Sculpture, 2020
Epoxy, Fiberglass, paint
Dimensions: variable
From the words of the art critic Gaute Brochmann:
“What is the first thing you think of when you hear the word “facade”?
I think something fishy is going on. That someone is trying to hide some dirty business. That some kind of cover-up is in play.
Etymologically speaking, this is of course completely wrong. The word ‘facade’ comes from the French façade which means front. In English, we find the same word in face. In architecture, the facade is simply the outside of a house. I would argue, however, that the word represents much more than brick and paint, and that a facade refers to the impression and effect of the surface of a house (or a human being) more than matter itself.
This is not just my personal experience, as this understanding of the word is heavily embedded in the Norwegian language. “Bak fasaden” (Behind the façade) does not refer to a look into a pleasant house but alludes something or someone who is less tidy than their appearance. While “Opprettholde fasaden” (Maintaining the façade) is not about keeping a wall standing but to give an impression of order and decency – even if the opposite is really the case.
In short, it says quite a lot about us humans that putting up a wall or a facial expression.
Automatically means trying to change the outside world’s perception of what is actually true. This slightly disturbing insight is the background for Juan Andrés Milane’s Benito work Potemkin Village.
Every day you walk through a city full of people and buildings that have chosen to appear in a certain way in order for you to have a certain opinion about them. Yet can we really trust in what they convey? Exactly what is “the truth” of a given appearance?
Milanes Benito will not answer these questions. But he wants you to take a closer look. And the strategy he uses is to duplicate a façade in Oslo, more specifically Norges Bank’s old building which now house the National Museum of Architecture.
Milanes Benito has laser scanned the wall and then reproduced it using a digital cutter before finalizing the objects by hand. When assembled, these false facade elements in 70% size are stacked outside the wall they are set to replicate.
Exactly what you experience when you see two classic columns, a pediment (gable) and masonry elements next to the original, neither I nor the artist knows. The house itself is built with inspiration from a Greek temple. It used to be a bank.

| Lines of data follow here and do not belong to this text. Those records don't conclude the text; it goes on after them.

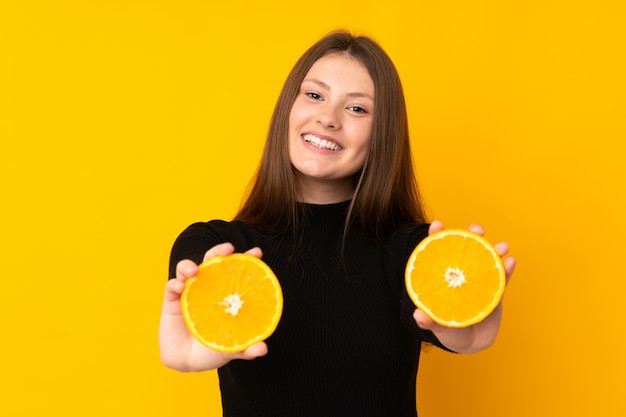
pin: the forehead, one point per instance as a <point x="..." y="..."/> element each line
<point x="341" y="71"/>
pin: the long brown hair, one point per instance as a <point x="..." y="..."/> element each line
<point x="386" y="194"/>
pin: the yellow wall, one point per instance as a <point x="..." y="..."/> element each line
<point x="123" y="121"/>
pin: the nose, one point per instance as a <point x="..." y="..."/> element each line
<point x="328" y="117"/>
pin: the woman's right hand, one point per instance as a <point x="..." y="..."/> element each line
<point x="178" y="348"/>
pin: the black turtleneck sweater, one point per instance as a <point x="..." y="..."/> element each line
<point x="347" y="344"/>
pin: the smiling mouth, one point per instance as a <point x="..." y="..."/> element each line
<point x="321" y="143"/>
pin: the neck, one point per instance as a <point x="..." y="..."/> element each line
<point x="325" y="192"/>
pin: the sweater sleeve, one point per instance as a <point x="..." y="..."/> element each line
<point x="198" y="238"/>
<point x="413" y="236"/>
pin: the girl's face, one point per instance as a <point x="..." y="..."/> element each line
<point x="330" y="127"/>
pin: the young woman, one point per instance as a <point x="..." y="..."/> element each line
<point x="334" y="210"/>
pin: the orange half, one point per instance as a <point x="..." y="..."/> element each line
<point x="456" y="277"/>
<point x="232" y="303"/>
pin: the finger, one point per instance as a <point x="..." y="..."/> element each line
<point x="435" y="226"/>
<point x="509" y="267"/>
<point x="254" y="351"/>
<point x="502" y="248"/>
<point x="256" y="251"/>
<point x="423" y="321"/>
<point x="173" y="290"/>
<point x="186" y="269"/>
<point x="223" y="249"/>
<point x="476" y="228"/>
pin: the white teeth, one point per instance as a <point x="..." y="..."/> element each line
<point x="321" y="143"/>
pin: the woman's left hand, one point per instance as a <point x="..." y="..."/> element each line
<point x="480" y="335"/>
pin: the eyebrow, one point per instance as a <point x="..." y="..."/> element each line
<point x="327" y="87"/>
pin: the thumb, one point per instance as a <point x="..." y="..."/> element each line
<point x="424" y="322"/>
<point x="255" y="351"/>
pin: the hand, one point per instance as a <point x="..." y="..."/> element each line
<point x="481" y="335"/>
<point x="179" y="349"/>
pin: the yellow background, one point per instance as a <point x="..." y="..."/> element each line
<point x="123" y="121"/>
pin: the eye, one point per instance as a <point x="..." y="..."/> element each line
<point x="357" y="109"/>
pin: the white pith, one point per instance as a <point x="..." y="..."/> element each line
<point x="455" y="277"/>
<point x="321" y="143"/>
<point x="233" y="304"/>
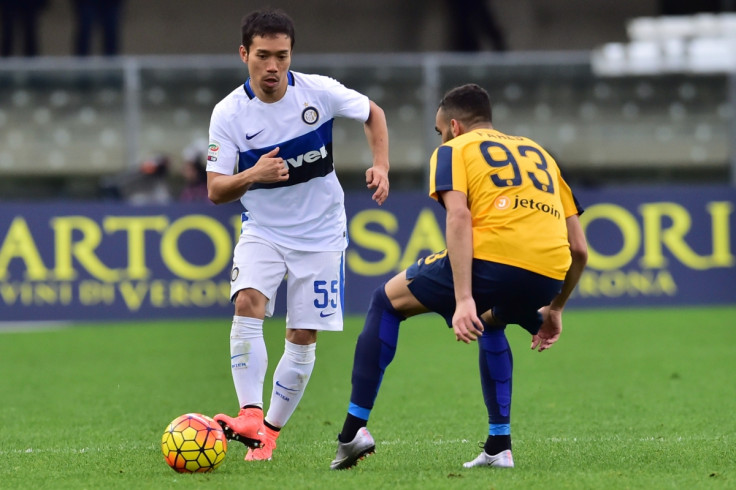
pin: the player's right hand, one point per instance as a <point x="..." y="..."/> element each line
<point x="270" y="168"/>
<point x="465" y="322"/>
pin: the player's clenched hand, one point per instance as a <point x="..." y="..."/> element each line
<point x="270" y="168"/>
<point x="377" y="178"/>
<point x="550" y="330"/>
<point x="465" y="322"/>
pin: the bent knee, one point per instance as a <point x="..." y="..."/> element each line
<point x="250" y="302"/>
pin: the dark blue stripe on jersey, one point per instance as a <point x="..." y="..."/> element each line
<point x="249" y="91"/>
<point x="308" y="156"/>
<point x="443" y="172"/>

As for now, it houses is now an institution for certified high culture.
Only in this background are there several layers of masking and self-representation.

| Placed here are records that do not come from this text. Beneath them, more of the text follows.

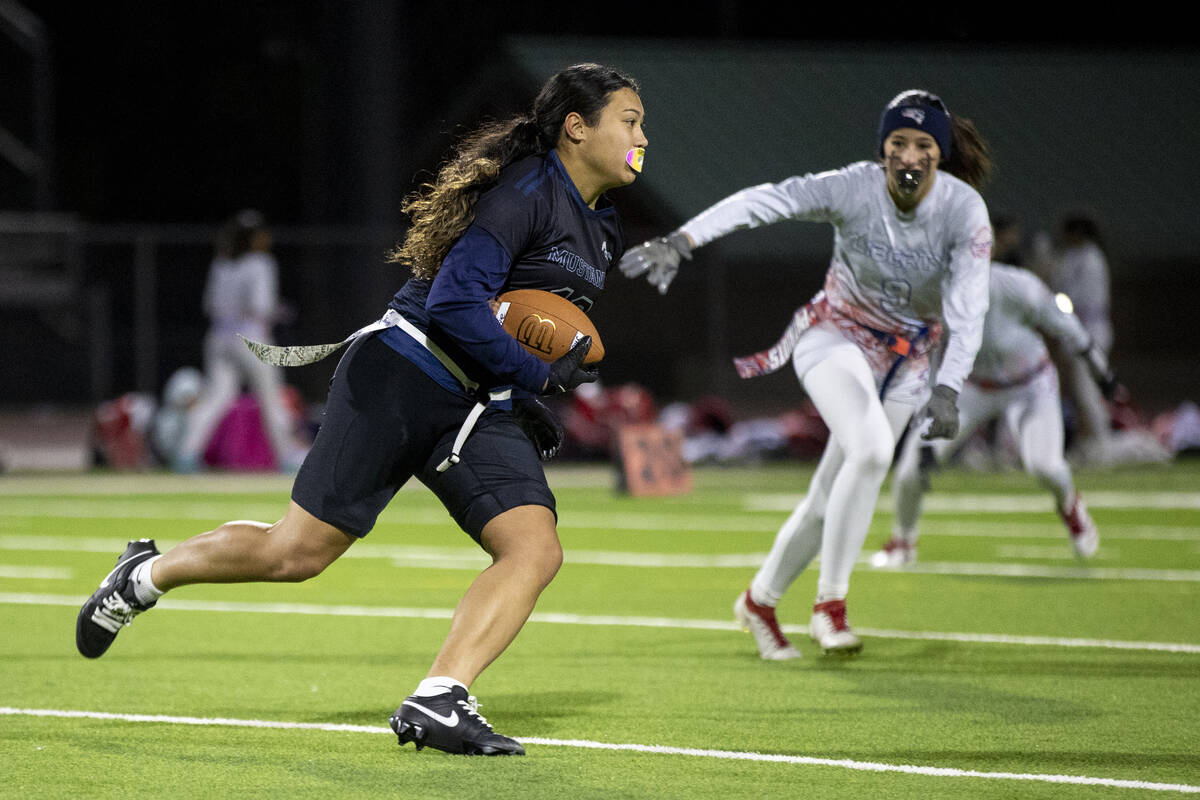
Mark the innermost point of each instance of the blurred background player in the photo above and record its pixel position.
(437, 389)
(1080, 270)
(910, 263)
(1013, 382)
(240, 298)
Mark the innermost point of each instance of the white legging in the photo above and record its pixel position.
(837, 511)
(227, 364)
(1032, 411)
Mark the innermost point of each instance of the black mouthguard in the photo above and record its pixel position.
(909, 180)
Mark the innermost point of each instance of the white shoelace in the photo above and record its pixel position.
(114, 613)
(472, 707)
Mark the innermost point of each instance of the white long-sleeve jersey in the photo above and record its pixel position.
(1023, 312)
(892, 271)
(1083, 275)
(241, 294)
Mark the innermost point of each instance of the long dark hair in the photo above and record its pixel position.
(970, 157)
(970, 154)
(441, 211)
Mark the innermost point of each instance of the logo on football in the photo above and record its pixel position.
(546, 324)
(537, 334)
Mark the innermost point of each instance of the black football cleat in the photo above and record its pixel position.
(114, 605)
(450, 722)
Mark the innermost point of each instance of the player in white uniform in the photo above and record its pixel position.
(241, 296)
(909, 270)
(1013, 380)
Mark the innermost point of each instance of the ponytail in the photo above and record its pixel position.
(442, 211)
(970, 154)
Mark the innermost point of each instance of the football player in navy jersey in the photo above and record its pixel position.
(438, 390)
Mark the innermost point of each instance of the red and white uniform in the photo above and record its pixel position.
(1013, 380)
(893, 274)
(891, 271)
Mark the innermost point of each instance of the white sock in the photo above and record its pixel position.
(438, 685)
(143, 587)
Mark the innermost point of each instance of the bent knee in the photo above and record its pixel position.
(873, 455)
(295, 569)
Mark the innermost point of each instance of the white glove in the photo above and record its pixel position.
(658, 259)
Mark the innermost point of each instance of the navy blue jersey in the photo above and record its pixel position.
(531, 230)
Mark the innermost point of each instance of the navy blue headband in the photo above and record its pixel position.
(934, 121)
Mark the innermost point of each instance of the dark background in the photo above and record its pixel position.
(325, 113)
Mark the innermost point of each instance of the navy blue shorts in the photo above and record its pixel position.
(385, 421)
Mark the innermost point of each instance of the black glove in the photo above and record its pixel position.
(1101, 371)
(943, 414)
(540, 425)
(568, 372)
(659, 258)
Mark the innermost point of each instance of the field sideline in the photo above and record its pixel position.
(997, 667)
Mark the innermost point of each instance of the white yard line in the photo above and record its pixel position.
(658, 750)
(1020, 503)
(472, 558)
(555, 618)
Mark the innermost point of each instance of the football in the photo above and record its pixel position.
(546, 324)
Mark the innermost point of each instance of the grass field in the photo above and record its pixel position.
(999, 667)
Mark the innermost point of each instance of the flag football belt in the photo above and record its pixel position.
(301, 354)
(996, 385)
(780, 353)
(816, 310)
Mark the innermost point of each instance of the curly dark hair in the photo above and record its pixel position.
(441, 211)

If you as a casual passer-by do not know the history, however, I still think the work will have an immediate effect. That even a brief glance up from the phone will make the viewer experience how the usual notion of the city’s surface as a given truth, is knocked off course – if only for a moment.
Over the past decade, Juan Andrés Milanes Benito has built up a consistent series of works that examine the relationship between the appearance of objects and notions of reality.
With Potemkin Village, he moves out of the galleries and into the public space for the first time. A variant of the work has already been shown in the artist’s hometown of Havana in Cuba, and now it’s Oslo’s turn.”